Tuesday, May 31, 2016

Review: The Dark Days Club

The Dark Days Club by Alison Goodman
My rating: 2 of 5 stars

I'm giving this 2 stars because I have to respect an author that puts so much effort and detail into their book. However, I can't say that I liked this book. In fact, I found it really boring and just a little tedious to get through.

My main complaint is Helen. I know a lot of reviewers believe she's the best part of the book but I felt that she spent too much time allowing other opinions to change her own. She was too quick to take the words of others as truth instead of making the choices for herself. As for the Dark Days Club itself, she kept going back and forth about whether to embrace her destiny or turn her back on it and the Club, right to the very end of the book. Maybe it wouldn't have bothered me so much if the choice she'd ended up making hadn't been the result of the situation she'd found herself in. The choice was practically made for her and I can't help feeling it was a bit of an easy out for Helen.

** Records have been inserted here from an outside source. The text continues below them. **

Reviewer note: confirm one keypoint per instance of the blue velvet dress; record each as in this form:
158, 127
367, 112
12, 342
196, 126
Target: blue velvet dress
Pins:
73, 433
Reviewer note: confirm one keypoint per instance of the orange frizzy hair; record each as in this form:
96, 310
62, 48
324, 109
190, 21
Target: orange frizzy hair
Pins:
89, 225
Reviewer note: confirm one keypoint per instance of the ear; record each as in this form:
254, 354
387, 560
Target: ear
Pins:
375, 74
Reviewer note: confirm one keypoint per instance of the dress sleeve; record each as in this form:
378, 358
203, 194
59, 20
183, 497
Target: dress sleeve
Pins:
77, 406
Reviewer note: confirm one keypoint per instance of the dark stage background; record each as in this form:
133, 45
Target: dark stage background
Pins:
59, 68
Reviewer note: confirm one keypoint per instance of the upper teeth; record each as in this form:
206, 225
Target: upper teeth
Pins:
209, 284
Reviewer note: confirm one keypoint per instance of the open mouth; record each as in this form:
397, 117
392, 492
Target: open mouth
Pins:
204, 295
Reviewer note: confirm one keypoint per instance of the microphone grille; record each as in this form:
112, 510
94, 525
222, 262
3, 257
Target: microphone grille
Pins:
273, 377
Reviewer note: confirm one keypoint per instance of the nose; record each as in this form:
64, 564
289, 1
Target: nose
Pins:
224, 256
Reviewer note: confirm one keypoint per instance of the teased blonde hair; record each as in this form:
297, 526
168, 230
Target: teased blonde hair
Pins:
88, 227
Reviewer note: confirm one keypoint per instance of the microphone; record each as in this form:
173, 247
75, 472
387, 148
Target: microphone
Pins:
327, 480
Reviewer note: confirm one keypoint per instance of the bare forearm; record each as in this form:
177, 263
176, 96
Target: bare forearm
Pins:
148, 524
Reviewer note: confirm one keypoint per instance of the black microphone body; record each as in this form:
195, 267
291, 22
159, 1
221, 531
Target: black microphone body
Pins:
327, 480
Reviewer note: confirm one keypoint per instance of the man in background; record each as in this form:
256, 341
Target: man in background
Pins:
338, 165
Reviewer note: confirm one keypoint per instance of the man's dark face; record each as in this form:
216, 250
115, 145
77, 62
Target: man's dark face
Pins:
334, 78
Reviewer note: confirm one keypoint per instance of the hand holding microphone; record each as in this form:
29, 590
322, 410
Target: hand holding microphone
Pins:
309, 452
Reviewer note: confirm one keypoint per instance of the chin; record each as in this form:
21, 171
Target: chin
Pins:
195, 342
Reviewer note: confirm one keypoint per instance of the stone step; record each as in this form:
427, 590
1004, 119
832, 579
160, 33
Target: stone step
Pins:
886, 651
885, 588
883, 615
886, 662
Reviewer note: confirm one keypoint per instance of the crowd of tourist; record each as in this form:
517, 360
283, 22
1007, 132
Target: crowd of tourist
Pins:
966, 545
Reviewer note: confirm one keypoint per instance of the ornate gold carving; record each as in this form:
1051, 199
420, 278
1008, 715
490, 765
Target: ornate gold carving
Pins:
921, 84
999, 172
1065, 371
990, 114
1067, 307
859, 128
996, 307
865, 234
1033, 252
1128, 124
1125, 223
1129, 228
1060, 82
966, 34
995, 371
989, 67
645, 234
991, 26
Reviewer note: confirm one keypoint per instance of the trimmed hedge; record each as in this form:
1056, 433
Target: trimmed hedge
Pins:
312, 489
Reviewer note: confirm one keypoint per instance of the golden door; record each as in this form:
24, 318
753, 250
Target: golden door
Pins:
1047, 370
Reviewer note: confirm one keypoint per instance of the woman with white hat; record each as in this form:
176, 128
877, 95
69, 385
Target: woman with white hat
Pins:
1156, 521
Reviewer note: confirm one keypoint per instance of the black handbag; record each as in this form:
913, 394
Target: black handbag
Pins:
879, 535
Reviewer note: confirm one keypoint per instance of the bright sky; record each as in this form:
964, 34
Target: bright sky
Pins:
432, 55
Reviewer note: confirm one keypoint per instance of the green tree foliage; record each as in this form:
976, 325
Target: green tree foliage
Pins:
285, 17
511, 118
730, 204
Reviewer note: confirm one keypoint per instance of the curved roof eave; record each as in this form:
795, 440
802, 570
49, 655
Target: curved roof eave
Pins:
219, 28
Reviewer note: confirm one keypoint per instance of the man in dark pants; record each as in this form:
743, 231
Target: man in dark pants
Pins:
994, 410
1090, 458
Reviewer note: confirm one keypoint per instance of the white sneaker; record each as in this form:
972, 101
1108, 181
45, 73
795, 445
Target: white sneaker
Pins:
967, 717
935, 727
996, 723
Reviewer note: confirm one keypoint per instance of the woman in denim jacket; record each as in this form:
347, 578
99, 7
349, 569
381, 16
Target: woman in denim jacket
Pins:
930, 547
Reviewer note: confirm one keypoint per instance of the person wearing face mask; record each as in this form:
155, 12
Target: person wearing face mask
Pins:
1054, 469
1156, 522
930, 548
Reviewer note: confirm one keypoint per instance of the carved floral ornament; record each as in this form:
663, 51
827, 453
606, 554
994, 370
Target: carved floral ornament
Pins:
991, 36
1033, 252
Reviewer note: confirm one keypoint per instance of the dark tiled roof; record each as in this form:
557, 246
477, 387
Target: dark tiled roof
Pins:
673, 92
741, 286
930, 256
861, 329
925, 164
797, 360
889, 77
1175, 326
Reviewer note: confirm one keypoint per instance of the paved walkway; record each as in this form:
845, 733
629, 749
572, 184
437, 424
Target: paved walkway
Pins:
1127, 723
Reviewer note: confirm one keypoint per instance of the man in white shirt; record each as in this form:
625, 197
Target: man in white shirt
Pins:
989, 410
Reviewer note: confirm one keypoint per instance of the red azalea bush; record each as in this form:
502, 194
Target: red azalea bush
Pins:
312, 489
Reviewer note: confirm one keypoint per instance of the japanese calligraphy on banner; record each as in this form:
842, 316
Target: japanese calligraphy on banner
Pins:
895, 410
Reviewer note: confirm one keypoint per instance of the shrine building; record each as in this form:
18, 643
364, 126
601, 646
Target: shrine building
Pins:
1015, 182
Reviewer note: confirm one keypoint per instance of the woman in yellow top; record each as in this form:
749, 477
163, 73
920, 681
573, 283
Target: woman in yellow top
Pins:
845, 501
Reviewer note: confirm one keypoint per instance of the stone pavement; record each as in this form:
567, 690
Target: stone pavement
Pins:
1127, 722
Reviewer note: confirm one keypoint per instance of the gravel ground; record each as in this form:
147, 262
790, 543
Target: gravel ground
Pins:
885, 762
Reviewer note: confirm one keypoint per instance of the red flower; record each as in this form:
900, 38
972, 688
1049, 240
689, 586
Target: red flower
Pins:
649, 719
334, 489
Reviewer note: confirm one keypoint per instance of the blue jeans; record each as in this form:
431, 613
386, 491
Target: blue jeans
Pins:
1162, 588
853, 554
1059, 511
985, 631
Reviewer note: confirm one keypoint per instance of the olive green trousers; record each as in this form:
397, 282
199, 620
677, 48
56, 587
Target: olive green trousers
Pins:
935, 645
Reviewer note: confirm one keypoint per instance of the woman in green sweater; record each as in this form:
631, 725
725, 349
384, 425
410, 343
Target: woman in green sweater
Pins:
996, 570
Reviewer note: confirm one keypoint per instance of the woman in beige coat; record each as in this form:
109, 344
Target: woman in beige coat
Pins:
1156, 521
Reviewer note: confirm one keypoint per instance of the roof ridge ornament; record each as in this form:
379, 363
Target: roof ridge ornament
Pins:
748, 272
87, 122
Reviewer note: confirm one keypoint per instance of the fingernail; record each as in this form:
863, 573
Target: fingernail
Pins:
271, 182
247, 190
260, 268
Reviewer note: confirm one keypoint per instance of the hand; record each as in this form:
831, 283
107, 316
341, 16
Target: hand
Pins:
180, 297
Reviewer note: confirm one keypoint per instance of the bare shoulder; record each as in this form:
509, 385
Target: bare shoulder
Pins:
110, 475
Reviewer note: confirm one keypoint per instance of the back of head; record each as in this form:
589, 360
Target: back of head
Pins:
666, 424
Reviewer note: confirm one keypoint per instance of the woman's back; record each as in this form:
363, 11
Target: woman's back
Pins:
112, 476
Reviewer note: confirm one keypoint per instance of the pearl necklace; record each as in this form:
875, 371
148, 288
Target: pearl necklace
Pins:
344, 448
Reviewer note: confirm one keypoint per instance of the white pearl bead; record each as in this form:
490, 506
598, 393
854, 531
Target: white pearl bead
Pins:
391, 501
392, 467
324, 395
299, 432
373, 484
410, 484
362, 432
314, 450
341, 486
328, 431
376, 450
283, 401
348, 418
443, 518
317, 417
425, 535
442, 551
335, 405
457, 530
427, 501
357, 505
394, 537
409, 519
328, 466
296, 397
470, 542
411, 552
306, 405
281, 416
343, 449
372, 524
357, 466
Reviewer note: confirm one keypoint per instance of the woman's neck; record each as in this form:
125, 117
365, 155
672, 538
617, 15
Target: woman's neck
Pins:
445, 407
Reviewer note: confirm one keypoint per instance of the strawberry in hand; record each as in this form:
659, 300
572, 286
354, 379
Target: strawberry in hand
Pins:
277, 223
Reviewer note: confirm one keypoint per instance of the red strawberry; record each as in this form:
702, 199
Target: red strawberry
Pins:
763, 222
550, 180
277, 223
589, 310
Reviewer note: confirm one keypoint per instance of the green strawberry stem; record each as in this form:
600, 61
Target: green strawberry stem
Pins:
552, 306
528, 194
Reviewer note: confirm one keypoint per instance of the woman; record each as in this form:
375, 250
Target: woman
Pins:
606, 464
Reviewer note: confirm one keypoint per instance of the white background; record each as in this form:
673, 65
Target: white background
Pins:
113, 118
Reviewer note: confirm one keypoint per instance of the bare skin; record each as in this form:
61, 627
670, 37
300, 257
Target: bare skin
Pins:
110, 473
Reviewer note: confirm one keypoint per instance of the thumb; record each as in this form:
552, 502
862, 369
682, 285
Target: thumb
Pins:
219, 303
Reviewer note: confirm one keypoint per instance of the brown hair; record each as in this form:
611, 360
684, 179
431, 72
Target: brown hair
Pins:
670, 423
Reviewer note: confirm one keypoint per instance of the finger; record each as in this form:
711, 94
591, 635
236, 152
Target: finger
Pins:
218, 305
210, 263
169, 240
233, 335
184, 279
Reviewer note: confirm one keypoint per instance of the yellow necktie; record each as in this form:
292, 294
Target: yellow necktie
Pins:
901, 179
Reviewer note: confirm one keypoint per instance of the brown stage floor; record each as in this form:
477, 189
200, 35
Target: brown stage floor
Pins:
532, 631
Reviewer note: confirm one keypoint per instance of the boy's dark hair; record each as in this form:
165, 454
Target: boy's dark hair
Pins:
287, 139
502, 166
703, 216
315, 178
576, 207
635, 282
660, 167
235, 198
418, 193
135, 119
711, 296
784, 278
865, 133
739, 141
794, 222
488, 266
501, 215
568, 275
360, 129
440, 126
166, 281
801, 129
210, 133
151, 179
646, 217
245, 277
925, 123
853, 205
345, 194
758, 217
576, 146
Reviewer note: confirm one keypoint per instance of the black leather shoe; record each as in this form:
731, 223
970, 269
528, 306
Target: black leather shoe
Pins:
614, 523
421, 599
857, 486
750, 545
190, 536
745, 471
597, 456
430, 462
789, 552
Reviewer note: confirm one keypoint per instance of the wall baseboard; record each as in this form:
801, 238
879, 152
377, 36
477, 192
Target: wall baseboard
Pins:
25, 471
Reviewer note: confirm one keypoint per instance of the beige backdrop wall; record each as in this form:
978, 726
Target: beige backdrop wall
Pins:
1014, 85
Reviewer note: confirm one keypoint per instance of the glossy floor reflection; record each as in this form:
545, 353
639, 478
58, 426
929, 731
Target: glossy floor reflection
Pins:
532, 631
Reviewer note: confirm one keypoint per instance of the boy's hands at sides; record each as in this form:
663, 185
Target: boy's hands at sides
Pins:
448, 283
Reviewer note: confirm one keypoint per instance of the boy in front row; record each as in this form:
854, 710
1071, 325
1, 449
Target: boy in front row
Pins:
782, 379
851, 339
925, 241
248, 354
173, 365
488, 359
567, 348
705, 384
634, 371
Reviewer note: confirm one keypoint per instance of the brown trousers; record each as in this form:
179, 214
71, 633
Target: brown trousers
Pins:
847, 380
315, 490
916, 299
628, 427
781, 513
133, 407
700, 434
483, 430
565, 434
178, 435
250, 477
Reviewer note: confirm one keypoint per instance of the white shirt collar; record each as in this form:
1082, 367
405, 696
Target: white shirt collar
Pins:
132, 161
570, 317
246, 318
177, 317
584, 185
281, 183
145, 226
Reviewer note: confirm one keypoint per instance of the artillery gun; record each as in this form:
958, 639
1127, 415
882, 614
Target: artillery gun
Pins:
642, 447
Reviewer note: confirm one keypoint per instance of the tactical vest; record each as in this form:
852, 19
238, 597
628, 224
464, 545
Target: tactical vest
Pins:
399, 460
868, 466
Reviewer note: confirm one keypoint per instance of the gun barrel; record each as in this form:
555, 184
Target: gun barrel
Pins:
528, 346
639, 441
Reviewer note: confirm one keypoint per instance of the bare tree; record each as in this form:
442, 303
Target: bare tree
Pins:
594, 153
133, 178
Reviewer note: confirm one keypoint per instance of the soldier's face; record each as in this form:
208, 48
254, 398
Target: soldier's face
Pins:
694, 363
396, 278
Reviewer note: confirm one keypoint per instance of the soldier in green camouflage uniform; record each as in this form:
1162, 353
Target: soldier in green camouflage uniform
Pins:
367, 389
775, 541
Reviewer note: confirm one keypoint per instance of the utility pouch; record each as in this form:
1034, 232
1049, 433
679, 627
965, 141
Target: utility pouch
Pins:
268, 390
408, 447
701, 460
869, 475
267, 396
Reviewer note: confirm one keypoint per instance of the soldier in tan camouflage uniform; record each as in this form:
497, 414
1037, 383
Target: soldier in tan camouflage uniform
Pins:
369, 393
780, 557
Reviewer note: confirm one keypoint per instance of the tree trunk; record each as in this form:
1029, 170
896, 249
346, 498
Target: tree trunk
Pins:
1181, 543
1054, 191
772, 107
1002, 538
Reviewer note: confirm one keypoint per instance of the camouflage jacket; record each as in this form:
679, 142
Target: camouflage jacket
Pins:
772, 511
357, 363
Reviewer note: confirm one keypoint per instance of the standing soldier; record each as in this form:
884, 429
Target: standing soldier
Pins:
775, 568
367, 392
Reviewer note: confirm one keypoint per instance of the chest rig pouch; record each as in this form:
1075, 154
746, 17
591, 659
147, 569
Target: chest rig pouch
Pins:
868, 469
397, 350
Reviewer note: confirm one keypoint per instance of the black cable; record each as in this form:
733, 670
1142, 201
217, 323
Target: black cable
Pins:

But I guess I can't be too hard on Helen because it seemed that she came from a terrible family. I thought her brother Andrew had a tendency to sulk (honestly, it seemed like every time he appeared it was to look at Helen with disappointment), and her Uncle was a horrible, disgusting bully. Lord Carlston seemed to fit the mysterious suitor parameters but aside from that, nothing truly interesting or personal was ever given in the book to really develop his character. The man is suspected of a horrible crime and Helen never managed to ask him about it. She asked other characters about it but not him and that just feels wrong, especially when you take into account that Helen has to decide whether she trusts Lord Carlston over the course of the book and the answer to that question could have put everything in a different light. Helen just takes the others at their word, decides it wouldn't matter even if she did ask because she couldn't be sure if his answer was the truth, and then forgets about it for the rest of the book. Good grief, that drove me nuts.

The rest of the characters received the same treatment, tiny details to explain their current actions but not enough to make anyone a true standout in the story. For a book that nearly came out to 500 pages, I feel that the only character we really came to learn anything about was Helen and since I really didn't like Helen, the whole book was disappointing. And the monsters were weird. Just their descriptions of what they looked like and what they could do. It was all very simple but at the same time almost underdeveloped. I expected more threat but they seemed almost tame, which didn't help to make the story interesting.

I have no idea if I'll try reading the next book. I can only hope that the sequel actually delves into each of the characters, explaining their choices and how they came to be part of the Dark Days Club, while at the same time really exploring the threat that the Club is meant to fight. That's a book I would be interested in reading, a story that explores the true details of the world that Goodman only gave glimpses of in this book.



Rating on my scale of 1 to 10 Stars: 2 Stars.

What do you know? My scale still worked with this one.